- County Road 25 in Castleton
- Castleton, Ontario Location within Ontario Castleton, Ontario Location within Canada
- Coordinates: 44°05′36″N 77°56′19″W﻿ / ﻿44.09333°N 77.93861°W
- Country: Canada
- Province: Ontario
- County: Northumberland
- Township: Cramahe
- Time zone: UTC-5 (Eastern (EST))
- • Summer (DST): UTC-4 (EDT)
- GNBC Code: FAPHQ

= Castleton, Ontario =

Castleton is a compact rural community in Cramahe Township, Northumberland County, Ontario, Canada.

==History==
The first settler was Joseph Abbott Keeler, who erected a mill on Piper's Creek around 1806. Known as "Purdy’s Mill", it was built with stones imported from Paris, France.

The settlement which grew near the mill was first called "Piper's Corners", and then "Centreville". To avoid confusion with nearby Centreton, the settlement was renamed "Castleton" after both Castleton, England, and Castleton, Vermont, where some of Joseph Keeler's family had originally settled.

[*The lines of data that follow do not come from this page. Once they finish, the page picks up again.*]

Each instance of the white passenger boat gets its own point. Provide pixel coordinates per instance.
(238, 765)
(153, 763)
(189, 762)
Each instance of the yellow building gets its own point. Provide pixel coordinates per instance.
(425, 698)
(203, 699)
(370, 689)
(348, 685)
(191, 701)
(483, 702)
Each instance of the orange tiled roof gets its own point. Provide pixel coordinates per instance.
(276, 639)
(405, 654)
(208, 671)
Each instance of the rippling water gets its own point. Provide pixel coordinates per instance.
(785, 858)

Castleton Town Hall opened in 1830, and a wood framed school opened around 1840.

Castleton became the seat of Cramahe Township in 1859, and by 1865, the settlement had a carriage and wagon shop, a barrel maker, a harness shop, two sawmills, two shoe shops, two tailors, two hotels, three general stores, and three churches.

The population was approximately 400 in 1870, 400 in 1880, and 500 in 1908.

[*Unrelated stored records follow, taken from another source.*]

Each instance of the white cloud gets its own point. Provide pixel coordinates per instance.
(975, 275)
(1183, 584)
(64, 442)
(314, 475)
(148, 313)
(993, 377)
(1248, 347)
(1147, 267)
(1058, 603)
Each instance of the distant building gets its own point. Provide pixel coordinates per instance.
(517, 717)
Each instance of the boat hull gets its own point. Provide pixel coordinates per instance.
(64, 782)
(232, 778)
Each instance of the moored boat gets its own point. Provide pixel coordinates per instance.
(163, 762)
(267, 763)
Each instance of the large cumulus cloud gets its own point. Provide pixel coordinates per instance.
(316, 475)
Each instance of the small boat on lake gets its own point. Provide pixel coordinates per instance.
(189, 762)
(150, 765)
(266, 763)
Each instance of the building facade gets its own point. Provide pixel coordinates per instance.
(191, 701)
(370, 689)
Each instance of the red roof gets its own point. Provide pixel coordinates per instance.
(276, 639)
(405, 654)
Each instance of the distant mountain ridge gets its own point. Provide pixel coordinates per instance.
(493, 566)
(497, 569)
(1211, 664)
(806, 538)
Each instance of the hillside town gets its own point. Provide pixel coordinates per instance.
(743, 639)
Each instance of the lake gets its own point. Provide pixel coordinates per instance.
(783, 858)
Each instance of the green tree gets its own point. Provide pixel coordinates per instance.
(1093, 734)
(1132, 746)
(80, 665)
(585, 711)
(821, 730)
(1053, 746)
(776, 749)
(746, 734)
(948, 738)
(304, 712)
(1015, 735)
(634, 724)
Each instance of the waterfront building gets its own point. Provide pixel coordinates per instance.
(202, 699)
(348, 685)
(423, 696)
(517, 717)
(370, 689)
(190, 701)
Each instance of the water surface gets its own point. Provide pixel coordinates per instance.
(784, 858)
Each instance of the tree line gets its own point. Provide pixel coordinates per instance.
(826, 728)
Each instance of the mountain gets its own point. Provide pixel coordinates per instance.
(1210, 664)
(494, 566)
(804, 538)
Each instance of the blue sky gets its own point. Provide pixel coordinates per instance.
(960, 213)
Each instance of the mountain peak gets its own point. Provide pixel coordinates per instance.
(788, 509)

In 1870, Castleton School House was built, and held all grades until 1922.

The Union Hotel opened in the 1890s, catering primarily to travelling salesmen.

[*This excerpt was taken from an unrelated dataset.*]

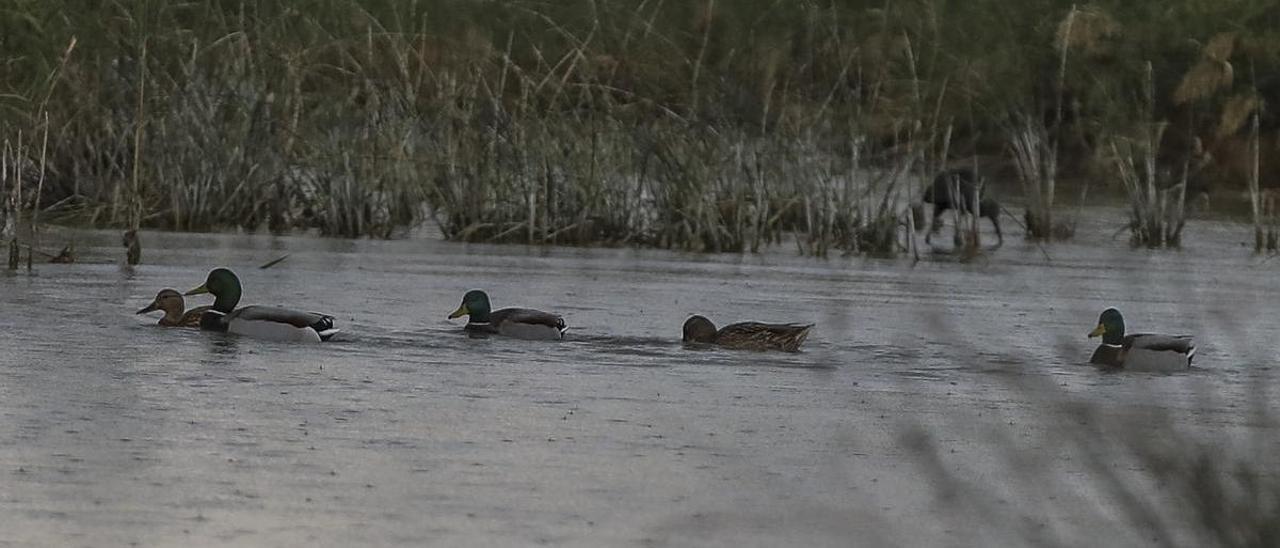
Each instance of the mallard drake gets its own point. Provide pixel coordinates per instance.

A mass murder occurred in 1963 which became known as the Castleton massacre. Robert Killins, a former United Church minister, murdered his estranged pregnant wife, his pregnant daughter, a six-year-old girl, and his sister Ada Gladys Killins (and her dog).

Castleton, circa 1920

==Notable people==
- Iva Campbell Fallis - Canada’s first Conservative female Senator.
- William Arthur Steel - Canadian Army officer during World War I and radio pioneer.